4. [appellante sub 2] betoogt dat de rechtbank heeft miskend dat het college [appellant sub 1] ten onrechte als belanghebbende bij de kapvergunning heeft aangemerkt, nu de afstand tussen haar woning en de voorgevel van het te bouwen appartementencomplex circa 130 meter bedraagt en zij geen zicht had op de bomen die voor het bouwplan moesten wijken.
4.1. Volgens vaste rechtspraak van de Afdeling (bijvoorbeeld de uitspraak van 18 november 2009 in zaak nr.
200809439/1/H2) is belanghebbende bij een besluit over een kapvergunning in de regel degene die op geringe afstand van de te kappen bomen woont of vanuit zijn woning daarop zicht heeft.

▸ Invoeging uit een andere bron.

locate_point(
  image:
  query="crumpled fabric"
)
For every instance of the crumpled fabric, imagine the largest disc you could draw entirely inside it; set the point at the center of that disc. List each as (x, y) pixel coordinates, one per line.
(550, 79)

Ter zitting in hoger beroep is door [appellant sub 1] gesteld en door [appellante sub 2], desgevraagd, niet bestreden dat zij één van de gekapte bomen, die enigszins apart van de andere stond en een zekere mate van beeldbepalendheid bezat, goed kon zien. Voorts is voldoende aannemelijk geworden dat zij zicht had op de kruinen van de overige voor het bouwplan gekapte bomen. [appellant sub 1] is daarom als belanghebbende bij de kapvergunning aan te merken.
Het betoog faalt.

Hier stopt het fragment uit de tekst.